Autogrill revenues, Ebitda and cash flows up in the first nine months of 2010

  • The Flight business deconsolidated as disposal announced on 8th October 2010
  • Consolidated revenues: €4,215.5m, up 6.3% on €3,963.8m in the first 9 months of 2009 (up 4.3% at constant exchange rates)     
  • Consolidated Ebitda: €474.2m, up 6.7% on €444.5m in the first 9 months of 2009 (up 4.5% at constant rates)      
  • Net profits for Group: €116.8m, up 40.9% on €83.0m in the first 9 months of 2009
  • Investments: €120.9m, up 38.6% on €87.3m in the first 9 months of 2009
  • Cash flow: €391.8m, up 23.8% on €316.6m in the first 9 months of 2009
  • Net financial indebtedness: €1,714.8m at 30th September 2010, an improvement on €1,934.5m at 31st December 2009
Wednesday, November 10, 2010 - 17:28

Brussels , 10 November 2010- Meeting today, the board of directors of Autogrill S.p.A. (Milan: AGL IM) examined and approved the consolidated results as of 30th September 2010. In the first nine months of the year revenues and Ebitda rose 6.3% and 6.7% respectively. In the 3rd quarter in particular, there was a surge in performance, with revenues increasing by 9.8% and Ebitda by 10.6%. Sales rose 8.2% in Food & Beverage and 13.4% in Travel Retail & Duty Free. 

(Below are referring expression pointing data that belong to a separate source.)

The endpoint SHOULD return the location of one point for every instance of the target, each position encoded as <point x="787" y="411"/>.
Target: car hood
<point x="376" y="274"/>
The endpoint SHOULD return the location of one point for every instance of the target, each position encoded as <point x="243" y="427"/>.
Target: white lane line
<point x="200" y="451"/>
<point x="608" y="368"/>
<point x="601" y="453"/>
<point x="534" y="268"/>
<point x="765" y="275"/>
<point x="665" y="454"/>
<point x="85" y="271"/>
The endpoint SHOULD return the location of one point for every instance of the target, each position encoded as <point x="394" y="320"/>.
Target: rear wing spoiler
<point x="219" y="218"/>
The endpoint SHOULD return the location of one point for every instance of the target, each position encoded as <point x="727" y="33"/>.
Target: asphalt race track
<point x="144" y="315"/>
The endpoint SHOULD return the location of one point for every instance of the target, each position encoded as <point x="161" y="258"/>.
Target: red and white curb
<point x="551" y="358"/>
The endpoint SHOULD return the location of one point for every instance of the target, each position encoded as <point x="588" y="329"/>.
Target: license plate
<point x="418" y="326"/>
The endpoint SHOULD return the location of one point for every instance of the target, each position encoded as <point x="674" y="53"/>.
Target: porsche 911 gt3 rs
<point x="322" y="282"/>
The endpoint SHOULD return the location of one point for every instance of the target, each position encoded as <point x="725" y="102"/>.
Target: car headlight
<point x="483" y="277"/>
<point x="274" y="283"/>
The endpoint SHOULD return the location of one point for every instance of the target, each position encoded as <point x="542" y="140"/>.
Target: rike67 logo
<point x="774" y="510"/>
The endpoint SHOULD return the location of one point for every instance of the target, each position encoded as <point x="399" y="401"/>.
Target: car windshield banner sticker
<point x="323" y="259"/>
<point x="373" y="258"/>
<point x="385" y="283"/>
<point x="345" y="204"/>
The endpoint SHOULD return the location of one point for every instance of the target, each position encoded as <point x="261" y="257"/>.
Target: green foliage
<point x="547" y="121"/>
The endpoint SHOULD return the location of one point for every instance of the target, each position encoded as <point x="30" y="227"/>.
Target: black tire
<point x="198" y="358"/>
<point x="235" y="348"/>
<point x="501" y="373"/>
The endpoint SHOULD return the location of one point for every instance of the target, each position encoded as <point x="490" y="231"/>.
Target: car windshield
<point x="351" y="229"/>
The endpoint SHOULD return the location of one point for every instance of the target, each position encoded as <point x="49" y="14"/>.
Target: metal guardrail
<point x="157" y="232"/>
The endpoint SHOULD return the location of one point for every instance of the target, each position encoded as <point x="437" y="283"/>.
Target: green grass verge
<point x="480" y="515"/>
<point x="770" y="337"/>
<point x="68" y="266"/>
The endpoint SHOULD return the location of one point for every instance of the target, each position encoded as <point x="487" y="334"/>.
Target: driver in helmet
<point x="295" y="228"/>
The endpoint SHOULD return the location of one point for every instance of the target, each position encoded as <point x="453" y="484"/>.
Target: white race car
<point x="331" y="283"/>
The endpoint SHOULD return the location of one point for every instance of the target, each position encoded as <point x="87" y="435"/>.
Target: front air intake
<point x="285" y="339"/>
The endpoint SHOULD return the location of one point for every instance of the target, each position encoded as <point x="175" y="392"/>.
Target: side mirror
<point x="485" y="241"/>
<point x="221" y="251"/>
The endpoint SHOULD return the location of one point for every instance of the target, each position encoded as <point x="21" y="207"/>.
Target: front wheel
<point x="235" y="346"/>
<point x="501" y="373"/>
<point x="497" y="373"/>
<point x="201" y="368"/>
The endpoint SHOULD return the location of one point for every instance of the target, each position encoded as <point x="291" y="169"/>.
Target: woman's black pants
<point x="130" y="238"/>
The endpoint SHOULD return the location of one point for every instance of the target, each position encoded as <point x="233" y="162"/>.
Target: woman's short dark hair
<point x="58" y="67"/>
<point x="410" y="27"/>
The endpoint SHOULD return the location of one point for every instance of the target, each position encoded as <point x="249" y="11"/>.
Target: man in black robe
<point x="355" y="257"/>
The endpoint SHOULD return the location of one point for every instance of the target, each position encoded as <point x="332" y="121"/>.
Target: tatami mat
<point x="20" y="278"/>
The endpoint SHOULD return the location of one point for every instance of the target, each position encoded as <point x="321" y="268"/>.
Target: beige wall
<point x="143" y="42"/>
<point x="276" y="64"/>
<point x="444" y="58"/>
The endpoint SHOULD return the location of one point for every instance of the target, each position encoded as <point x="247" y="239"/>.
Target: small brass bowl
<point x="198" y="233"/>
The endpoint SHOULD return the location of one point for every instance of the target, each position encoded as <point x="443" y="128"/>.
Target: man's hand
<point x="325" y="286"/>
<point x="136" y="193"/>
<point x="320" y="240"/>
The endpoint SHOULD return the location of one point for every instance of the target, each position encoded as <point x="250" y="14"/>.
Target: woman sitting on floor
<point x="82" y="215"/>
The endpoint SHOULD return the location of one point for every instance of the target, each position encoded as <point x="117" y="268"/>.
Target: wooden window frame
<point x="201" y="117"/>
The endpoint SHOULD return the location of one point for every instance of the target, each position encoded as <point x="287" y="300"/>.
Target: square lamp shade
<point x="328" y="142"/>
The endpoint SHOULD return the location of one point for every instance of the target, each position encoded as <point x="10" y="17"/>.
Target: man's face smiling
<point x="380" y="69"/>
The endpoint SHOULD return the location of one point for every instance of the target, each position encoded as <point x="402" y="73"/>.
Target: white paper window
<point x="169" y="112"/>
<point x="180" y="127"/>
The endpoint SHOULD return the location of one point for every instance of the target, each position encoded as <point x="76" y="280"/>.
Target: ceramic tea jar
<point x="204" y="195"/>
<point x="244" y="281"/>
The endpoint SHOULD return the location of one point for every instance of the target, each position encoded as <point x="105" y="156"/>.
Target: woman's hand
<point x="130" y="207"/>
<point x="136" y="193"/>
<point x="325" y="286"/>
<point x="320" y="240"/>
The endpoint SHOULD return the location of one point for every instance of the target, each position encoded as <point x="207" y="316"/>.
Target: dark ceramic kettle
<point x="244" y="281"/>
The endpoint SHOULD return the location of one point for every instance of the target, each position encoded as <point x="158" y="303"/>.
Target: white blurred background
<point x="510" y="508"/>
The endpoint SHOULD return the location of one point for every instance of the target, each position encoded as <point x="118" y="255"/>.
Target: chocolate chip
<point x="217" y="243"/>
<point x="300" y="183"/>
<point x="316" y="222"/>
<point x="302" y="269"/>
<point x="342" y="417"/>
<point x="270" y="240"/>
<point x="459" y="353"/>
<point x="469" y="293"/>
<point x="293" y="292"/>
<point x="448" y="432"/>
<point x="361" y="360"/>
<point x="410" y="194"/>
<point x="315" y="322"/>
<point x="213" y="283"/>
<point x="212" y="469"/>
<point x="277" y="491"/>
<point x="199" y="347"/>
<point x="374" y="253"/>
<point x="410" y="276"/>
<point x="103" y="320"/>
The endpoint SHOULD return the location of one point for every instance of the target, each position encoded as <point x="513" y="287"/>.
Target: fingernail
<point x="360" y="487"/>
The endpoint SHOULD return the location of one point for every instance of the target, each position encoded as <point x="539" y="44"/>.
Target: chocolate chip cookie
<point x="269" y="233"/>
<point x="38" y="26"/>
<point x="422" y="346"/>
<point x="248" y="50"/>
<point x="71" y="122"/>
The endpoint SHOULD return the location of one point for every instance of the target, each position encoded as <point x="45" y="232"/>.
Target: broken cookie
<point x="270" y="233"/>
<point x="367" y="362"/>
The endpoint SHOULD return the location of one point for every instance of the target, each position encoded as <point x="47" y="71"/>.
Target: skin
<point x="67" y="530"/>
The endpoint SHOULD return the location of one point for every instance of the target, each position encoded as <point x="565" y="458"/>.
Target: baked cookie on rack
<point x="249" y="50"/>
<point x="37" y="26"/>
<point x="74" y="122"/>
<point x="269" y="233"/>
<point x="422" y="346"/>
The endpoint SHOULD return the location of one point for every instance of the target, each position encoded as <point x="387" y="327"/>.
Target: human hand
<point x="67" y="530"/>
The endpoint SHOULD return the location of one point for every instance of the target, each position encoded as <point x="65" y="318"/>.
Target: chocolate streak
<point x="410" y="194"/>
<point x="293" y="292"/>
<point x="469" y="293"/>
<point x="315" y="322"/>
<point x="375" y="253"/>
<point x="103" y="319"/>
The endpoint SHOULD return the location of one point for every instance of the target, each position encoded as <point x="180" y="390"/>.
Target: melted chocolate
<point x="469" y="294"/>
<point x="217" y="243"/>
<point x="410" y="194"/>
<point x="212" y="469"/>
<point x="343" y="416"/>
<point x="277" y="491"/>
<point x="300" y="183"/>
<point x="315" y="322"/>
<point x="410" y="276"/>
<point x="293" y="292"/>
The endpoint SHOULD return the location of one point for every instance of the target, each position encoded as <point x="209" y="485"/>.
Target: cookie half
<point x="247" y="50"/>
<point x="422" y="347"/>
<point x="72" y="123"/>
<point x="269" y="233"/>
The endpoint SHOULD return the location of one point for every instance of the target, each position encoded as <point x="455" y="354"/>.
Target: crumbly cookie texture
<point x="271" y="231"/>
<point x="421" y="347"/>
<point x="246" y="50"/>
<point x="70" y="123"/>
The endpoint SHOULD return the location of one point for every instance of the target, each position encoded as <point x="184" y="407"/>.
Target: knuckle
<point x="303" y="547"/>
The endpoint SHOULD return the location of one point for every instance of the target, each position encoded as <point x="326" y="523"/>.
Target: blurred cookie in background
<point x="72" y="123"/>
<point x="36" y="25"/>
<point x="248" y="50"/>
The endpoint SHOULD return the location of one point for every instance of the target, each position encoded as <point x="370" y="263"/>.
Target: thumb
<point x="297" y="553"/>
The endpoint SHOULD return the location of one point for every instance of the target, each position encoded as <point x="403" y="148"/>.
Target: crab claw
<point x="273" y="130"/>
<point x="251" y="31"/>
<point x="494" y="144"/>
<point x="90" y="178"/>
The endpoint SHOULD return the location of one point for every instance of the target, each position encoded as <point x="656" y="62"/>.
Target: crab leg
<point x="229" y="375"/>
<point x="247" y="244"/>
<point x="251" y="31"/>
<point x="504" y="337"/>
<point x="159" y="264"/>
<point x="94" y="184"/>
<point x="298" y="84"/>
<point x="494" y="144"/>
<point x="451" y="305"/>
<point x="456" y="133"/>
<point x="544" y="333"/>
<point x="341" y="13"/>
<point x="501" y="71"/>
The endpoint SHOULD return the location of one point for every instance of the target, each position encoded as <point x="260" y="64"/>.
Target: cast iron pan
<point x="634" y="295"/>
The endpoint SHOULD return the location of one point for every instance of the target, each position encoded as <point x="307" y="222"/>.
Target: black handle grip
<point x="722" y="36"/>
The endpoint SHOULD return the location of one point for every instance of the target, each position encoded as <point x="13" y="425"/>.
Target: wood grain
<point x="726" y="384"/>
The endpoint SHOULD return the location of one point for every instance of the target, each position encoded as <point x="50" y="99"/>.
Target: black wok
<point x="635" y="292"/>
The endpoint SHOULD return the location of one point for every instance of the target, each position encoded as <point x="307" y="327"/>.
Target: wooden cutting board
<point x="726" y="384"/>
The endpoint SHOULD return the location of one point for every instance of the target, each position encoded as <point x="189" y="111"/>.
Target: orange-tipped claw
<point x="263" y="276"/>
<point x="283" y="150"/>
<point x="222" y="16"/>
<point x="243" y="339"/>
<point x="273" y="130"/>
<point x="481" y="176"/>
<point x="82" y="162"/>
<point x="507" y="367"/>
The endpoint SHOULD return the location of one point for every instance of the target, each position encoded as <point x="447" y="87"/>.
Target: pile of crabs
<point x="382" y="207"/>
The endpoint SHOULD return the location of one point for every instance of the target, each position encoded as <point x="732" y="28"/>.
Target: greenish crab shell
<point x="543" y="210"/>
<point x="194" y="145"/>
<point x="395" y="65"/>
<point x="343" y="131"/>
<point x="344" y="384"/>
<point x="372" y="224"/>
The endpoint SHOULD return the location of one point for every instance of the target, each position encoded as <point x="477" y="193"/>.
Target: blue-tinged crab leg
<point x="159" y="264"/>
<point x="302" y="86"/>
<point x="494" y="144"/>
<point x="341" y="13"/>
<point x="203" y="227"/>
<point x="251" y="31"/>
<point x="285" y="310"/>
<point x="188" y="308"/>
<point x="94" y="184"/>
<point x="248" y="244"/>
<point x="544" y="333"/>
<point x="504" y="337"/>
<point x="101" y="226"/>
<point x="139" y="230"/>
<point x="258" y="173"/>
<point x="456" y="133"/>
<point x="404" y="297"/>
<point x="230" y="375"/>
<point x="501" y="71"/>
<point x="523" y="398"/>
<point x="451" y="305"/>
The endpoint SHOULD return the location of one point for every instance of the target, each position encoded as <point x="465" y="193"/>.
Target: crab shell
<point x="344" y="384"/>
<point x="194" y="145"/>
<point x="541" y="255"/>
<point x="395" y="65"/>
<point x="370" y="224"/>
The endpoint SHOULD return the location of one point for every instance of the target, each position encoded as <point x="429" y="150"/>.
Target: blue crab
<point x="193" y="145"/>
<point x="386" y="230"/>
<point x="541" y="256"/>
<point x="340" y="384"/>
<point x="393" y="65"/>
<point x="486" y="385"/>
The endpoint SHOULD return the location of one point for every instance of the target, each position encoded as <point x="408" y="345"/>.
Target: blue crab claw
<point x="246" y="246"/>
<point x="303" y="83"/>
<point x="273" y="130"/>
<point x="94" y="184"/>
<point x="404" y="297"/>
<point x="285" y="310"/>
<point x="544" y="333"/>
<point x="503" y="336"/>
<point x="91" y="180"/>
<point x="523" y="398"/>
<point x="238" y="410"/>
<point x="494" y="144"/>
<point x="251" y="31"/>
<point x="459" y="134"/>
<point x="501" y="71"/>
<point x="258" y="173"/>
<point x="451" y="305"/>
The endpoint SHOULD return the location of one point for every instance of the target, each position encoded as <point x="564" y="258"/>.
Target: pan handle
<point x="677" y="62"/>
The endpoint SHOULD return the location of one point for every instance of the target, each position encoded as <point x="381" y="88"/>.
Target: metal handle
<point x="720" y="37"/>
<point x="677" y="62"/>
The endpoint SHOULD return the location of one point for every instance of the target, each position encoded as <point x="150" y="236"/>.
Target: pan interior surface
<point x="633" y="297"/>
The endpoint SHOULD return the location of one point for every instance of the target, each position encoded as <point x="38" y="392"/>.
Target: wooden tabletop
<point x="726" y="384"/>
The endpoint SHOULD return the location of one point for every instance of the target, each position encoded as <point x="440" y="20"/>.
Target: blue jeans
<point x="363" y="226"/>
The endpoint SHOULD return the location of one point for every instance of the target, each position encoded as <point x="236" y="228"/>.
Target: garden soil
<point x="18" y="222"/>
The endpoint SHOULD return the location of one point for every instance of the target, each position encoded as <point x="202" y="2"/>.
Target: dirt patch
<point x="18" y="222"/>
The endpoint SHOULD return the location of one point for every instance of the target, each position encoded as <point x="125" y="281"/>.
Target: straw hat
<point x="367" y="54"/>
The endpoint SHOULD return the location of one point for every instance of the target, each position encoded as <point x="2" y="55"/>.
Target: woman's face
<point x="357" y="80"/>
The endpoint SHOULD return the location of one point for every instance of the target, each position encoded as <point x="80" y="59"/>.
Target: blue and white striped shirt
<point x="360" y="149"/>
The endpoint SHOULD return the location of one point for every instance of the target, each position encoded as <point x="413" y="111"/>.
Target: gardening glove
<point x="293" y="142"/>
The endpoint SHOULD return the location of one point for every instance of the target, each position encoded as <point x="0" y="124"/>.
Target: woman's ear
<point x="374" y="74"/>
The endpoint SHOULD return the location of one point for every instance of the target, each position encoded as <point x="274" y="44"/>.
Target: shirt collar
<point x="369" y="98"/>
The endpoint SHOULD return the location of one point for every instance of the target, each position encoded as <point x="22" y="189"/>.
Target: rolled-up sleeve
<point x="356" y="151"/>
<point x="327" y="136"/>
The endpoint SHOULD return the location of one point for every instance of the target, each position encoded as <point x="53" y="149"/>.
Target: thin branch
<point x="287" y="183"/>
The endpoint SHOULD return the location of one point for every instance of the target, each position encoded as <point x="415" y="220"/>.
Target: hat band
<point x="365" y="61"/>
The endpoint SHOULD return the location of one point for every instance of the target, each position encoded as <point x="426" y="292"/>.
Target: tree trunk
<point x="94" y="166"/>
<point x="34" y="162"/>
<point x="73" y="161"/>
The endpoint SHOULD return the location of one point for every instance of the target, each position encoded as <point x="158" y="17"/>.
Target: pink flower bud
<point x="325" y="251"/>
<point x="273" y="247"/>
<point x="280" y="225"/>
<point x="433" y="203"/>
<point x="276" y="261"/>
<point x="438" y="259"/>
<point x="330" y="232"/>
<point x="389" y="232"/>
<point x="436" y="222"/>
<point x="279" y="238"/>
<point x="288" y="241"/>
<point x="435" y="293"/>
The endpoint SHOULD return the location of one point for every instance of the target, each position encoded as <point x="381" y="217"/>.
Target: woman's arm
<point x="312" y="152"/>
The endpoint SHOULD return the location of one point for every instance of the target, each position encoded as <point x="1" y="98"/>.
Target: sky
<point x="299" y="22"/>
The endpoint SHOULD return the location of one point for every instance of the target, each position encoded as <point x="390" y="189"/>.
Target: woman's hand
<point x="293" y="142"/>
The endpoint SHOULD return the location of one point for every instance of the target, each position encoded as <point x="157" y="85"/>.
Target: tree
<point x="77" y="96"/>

“Summer got off to a slow start but on the whole the 3rd quarter delivered results in line with our expectations, positive in Food & Beverage and even more so in Travel Retail & Duty Free,” said Autogrill CEO Gianmario Tondato Da Ruos. “Since September we’ve been seeing a gradual recovery in traffic levels that seems to be consolidating.” 

Traffic in 2010 grew with respect to the previous year in the Group’s main channels and geographical areas, the recovery being more marked in the 3rd quarter. The Group’s airport business also benefited from the increase in business class traffic and long haul flights. On motorways, where the positive trend is still accompanied by a certain traffic volatility, the Group managed to counter the still sluggish weak demand by stepping up its commercial initiatives.  

Cash flow generation also rose (by 23.8%) with respect to the same period the previous year, making it possible to allocate resources for investments and reduce net debt to less than 2.5 times consolidated Ebitda. On closing, the disposal of Alpha Flight Group Ltd. will generate a further improvement of the Group’s net financial position (by around €162m) and will enable the Company to focus on its Food & Beverage and Travel Retail & Duty Free businesses.